Fox also argues that Dobbs and Bartiromo, both of whom seemed to accept Powell and Giuliani's tall tale, were true believers. "Ms. Bartiromo testified that she 'cannot sit here and say [she knows] what happened in the election even to this day,'" Davis noted, quoting Fox's lawyers. "Similarly, Mr. Dobbs still believes the election was stolen."

As Fox sees it, the implication is that Dobbs and Bartiromo neither knew the Dominion story was false nor promoted it "with reckless disregard of whether it was false or not." The latter requires that they "entertained serious doubts as to the truth of [the] publication or had a high degree of awareness of [its] probable falsity." And while other employees were less credulous, Fox argues, it was reasonable for them to keep giving Powell and Giuliani a forum until it was clear that they had no evidence to support their claims.

In Fox's telling, that happened by mid-December.

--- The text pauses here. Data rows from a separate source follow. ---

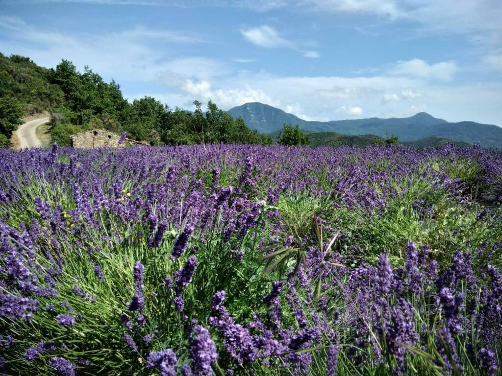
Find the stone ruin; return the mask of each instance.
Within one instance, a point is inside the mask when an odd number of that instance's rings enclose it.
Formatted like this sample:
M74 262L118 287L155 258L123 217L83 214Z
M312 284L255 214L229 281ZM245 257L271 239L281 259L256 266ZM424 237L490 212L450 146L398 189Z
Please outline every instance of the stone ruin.
M135 145L148 145L144 141L136 141L126 138L122 143L118 143L120 135L103 129L92 129L81 132L70 136L72 147L92 149L94 147L124 147Z

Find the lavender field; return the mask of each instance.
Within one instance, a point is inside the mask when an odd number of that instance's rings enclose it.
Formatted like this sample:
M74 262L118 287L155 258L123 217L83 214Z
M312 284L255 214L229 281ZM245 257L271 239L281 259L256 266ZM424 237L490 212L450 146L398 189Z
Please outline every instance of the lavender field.
M0 373L502 374L502 153L0 150Z

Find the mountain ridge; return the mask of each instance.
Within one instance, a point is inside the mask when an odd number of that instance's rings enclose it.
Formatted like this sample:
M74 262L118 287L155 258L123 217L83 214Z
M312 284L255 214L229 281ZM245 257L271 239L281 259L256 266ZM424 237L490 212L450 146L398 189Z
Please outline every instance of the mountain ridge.
M402 141L413 141L430 137L448 138L472 144L478 142L484 147L502 149L502 128L493 124L474 121L450 122L426 112L418 112L404 118L308 121L270 105L249 102L230 109L234 117L240 116L250 128L264 133L273 133L285 123L298 124L307 132L336 132L342 134L373 134L385 137L394 134Z

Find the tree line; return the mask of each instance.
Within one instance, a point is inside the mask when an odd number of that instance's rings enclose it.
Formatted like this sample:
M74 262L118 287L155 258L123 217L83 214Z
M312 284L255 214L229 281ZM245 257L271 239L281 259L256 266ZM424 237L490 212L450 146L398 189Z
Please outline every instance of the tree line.
M242 118L234 119L210 101L207 108L194 101L195 109L171 108L146 96L130 103L114 81L106 83L88 67L83 73L62 60L55 69L40 67L29 58L0 54L0 146L8 146L20 118L48 110L53 142L70 144L70 136L103 128L126 132L152 145L224 142L308 144L308 135L285 125L277 139L250 129Z

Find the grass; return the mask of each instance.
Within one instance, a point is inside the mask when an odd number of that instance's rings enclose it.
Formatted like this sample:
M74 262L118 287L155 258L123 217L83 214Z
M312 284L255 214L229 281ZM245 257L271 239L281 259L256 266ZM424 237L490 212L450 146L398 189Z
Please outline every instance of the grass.
M82 160L88 156L79 158ZM346 158L356 162L360 157ZM209 329L217 347L218 359L211 365L213 374L225 374L227 368L242 375L325 374L328 349L334 345L339 351L339 375L395 374L403 359L407 374L455 373L461 365L464 374L487 375L480 363L479 352L490 348L500 356L499 343L487 343L489 337L480 334L484 324L478 319L491 317L480 315L492 302L494 306L498 304L493 292L494 278L491 270L487 273L486 270L488 265L502 266L499 251L490 251L496 249L501 241L502 210L490 209L481 218L483 208L475 196L474 199L468 195L452 196L450 186L440 174L446 171L451 178L462 180L469 192L475 192L482 176L479 165L472 161L432 158L424 162L422 169L399 180L389 178L388 185L370 182L379 194L383 196L383 191L389 187L396 194L386 197L382 207L369 209L362 204L344 206L343 198L334 187L337 182L330 180L330 171L324 167L317 170L317 174L312 171L306 174L317 187L283 191L277 203L269 205L264 201L271 185L268 179L259 181L256 190L251 189L248 182L239 187L240 170L222 163L218 165L221 171L216 184L212 169L207 165L187 168L178 175L187 177L186 189L190 191L199 180L203 187L203 201L190 207L189 213L209 202L211 215L203 229L197 225L186 251L173 259L170 256L175 242L188 221L179 215L183 205L188 205L188 195L176 196L178 188L162 185L166 183L164 175L150 175L148 187L164 190L158 202L146 208L143 203L153 194L141 185L143 182L138 181L134 169L122 164L115 154L99 154L89 165L93 166L96 174L102 172L99 183L108 204L93 212L89 219L76 197L88 188L86 184L89 182L68 172L70 160L67 155L59 156L58 163L50 165L43 178L36 169L13 177L18 182L15 199L0 205L0 217L5 225L0 227L3 252L0 275L6 284L0 286L0 291L24 293L16 284L19 281L13 281L7 274L8 258L4 255L12 247L16 254L23 255L20 262L27 265L32 273L30 280L38 285L50 281L49 271L58 271L54 277L57 293L36 297L39 309L31 320L0 316L3 331L16 338L15 346L3 348L7 374L52 374L47 360L57 355L75 364L82 359L92 363L89 368L79 365L78 374L156 374L156 368L146 366L149 354L167 348L175 352L179 372L182 365L192 364L191 336L195 325ZM395 167L390 160L367 163L365 168L379 171ZM145 167L142 165L140 170ZM56 174L67 172L66 178ZM256 179L259 172L257 168L250 171ZM75 183L77 192L74 191ZM229 185L234 186L234 192L245 189L227 198L224 209L217 208L210 201L220 192L216 186ZM355 197L362 201L366 191L365 187L360 187ZM320 194L321 191L327 193ZM49 203L50 218L44 219L37 212L36 197ZM165 200L171 201L163 203ZM94 192L84 204L97 205L98 201ZM260 206L256 217L248 217L257 203ZM234 204L238 205L236 209ZM171 210L173 207L175 211ZM137 212L134 209L137 208L141 209ZM151 228L147 212L151 209L155 210L159 221L166 220L168 224L158 247L150 244L158 230L156 225ZM232 216L226 217L230 212ZM228 228L239 225L247 226L243 233L236 231L227 235ZM40 235L35 236L35 233ZM285 245L290 236L293 237L292 243ZM422 245L430 247L427 264L419 268L422 279L418 291L408 287L413 276L413 270L407 269L409 241L414 241L419 249ZM33 254L32 250L36 251ZM453 255L458 258L459 254L465 258L463 265L472 264L478 279L474 283L460 276L448 285L452 294L461 294L465 302L464 306L455 301L457 314L462 319L462 330L453 336L451 345L442 343L440 336L440 329L447 327L449 313L435 283L437 276L424 276L434 269L434 262L437 262L440 274L458 272L459 265L455 263L458 260ZM386 271L382 265L387 257L383 255L388 256L392 264L391 278L395 284L385 293L381 291ZM191 257L196 258L197 264L190 282L180 293L184 305L180 312L174 302L178 292L168 287L167 277L176 283ZM137 262L145 268L140 289L144 310L128 308L140 288L133 278ZM94 272L96 266L105 276L102 281ZM398 281L404 287L398 287ZM266 297L276 283L282 290L269 302ZM75 286L90 298L76 293ZM227 315L215 319L211 302L214 294L222 290L226 293L224 305ZM492 295L483 295L487 292ZM408 331L400 331L395 327L399 321L396 315L406 316L407 312L409 316L403 322L411 326L407 327ZM56 315L63 313L76 316L73 326L57 323ZM231 330L218 329L214 324L217 318L227 320L227 327ZM132 323L132 329L128 329L128 322ZM497 322L487 325L495 330ZM288 347L292 346L292 339L317 327L323 329L320 334L299 349ZM393 330L402 336L398 340L389 335L395 332ZM406 337L410 331L416 333L416 339ZM235 333L239 335L229 339L228 336ZM126 333L132 336L137 350L128 347L123 339ZM153 335L149 343L143 339L147 334ZM286 344L280 353L243 364L237 357L238 350L228 350L229 343L243 338L248 344L266 340L278 347ZM57 350L41 353L34 361L25 359L26 350L37 346L41 339L56 342ZM0 340L0 344L5 344L5 339ZM397 343L402 346L403 359L392 347ZM308 358L311 368L302 362L307 361L302 356Z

But the internal communications highlighted by Dominion suggest the reckoning could and should have come sooner.

"Dominion's lawsuit is a political crusade in search of a financial windfall, but the real cost would be cherished First Amendment rights," Fox said in an emailed statement today. "While Dominion has pushed irrelevant and misleading information to generate headlines, FOX News remains steadfast in protecting the rights of a free press, given a verdict for Dominion and its private equity owners would have grave consequences for the entire journalism profession."